U.S. Department of Energy asks for increased funds to support SMRs
The federal government’s budget request for fiscal year 2016, which begins next October, includes $908 million for nuclear energy programs, with a 15% increase included in that number for licensing and technical support for small modular reactors (SMRs). The actual figure is reported to be $63 million an $8 million increase over funding available in FY2015.
However, DOE has reduced its request for funding advanced reactor concepts by $25 million from $133 million in FY2015 to $108 million in FY2016. On the other hand, it increased its request for fuel cycle R&D by $21 million to $218 million in Fy 2016.
Separately, the U.S. Nuclear Regulatory Commission submitted a downsized budget with a significant reduction in the number of positions for the new reactor division.
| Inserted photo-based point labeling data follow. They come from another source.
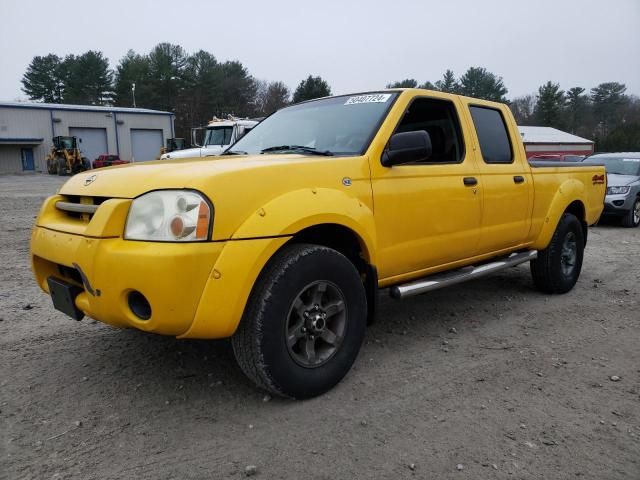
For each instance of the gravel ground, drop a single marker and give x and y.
(484, 380)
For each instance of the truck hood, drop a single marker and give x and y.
(132, 180)
(615, 180)
(211, 150)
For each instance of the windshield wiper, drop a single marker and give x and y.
(292, 148)
(234, 152)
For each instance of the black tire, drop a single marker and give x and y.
(260, 343)
(632, 218)
(555, 270)
(52, 167)
(62, 166)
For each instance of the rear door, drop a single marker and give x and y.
(507, 190)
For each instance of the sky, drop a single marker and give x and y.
(354, 45)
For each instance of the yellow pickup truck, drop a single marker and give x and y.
(284, 242)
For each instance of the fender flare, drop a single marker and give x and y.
(570, 191)
(295, 211)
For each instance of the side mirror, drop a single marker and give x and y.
(407, 147)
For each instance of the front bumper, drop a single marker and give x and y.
(171, 276)
(195, 290)
(618, 204)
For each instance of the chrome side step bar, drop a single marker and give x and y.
(445, 279)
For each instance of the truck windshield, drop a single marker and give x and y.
(218, 136)
(617, 165)
(337, 125)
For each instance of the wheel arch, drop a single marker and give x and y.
(349, 243)
(569, 198)
(577, 208)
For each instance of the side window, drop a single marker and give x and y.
(492, 135)
(439, 119)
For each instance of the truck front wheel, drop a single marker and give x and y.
(632, 218)
(557, 268)
(304, 323)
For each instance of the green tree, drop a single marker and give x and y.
(576, 108)
(200, 91)
(428, 86)
(238, 90)
(523, 108)
(271, 97)
(133, 69)
(448, 84)
(406, 83)
(479, 83)
(550, 104)
(310, 88)
(167, 63)
(609, 102)
(43, 80)
(88, 80)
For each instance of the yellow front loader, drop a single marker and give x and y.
(65, 157)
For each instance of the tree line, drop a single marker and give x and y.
(605, 114)
(197, 86)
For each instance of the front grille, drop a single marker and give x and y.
(82, 208)
(70, 274)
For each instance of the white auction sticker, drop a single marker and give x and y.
(373, 98)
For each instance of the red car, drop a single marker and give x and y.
(108, 160)
(558, 157)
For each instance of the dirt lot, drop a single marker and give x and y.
(485, 380)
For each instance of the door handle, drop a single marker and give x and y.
(470, 181)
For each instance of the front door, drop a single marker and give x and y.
(27, 159)
(427, 214)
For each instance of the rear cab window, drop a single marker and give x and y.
(495, 144)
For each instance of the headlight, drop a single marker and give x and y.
(617, 190)
(169, 216)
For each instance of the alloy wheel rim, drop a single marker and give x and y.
(569, 254)
(316, 324)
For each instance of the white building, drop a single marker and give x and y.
(547, 140)
(26, 130)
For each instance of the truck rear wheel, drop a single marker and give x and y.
(62, 166)
(304, 323)
(557, 268)
(632, 219)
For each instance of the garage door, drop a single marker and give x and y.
(94, 141)
(145, 144)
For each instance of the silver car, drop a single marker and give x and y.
(623, 185)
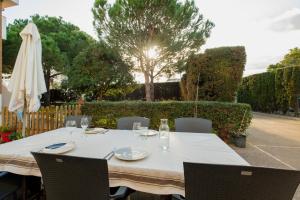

Layoffs could be possible in FY 2016 from an agency which was twice listed as one of the best placed to work in the federal government.
NRC rejects anti-nuclear petition to shut down BWR type reactors in the US
The U.S. Nuclear Regulatory Commission has rejected a petition by the anti-nuclear group Beyond Nuclear that call for the agency to order the shut down of 22 boiling water type reactors in the U.S. The group claims that the BWR type design, similar to the units damaged by an earthquake and tsunami in Fukushima, Japan, in 2011, are unsafe.
The NRC responded, via a Federal Register Notice on January 23, 2015, that it was implementing “lessons learned” from the events at Fukushima. It said new rules by the NRC will require that certain safety systems be able to operate even if there is no external power at the reactor site.
Backup diesel generators are being installed at 70 sites by US nuclear utilities to comply with the new rules. Other parts of the rules address venting of hydrogen during an emergency.
Had the anti-nuclear group prevailed, one of the largest BWR sites in the country, TVA’s Brown’s Ferry, which has three reactors, would have gone offline with a massive shift to coal and natural gas plants to keep the lights on.
In the end, the NRC said no to Beyond Nuclear because it was already doing its job. Shutting down the reactors would not have served any useful purpose.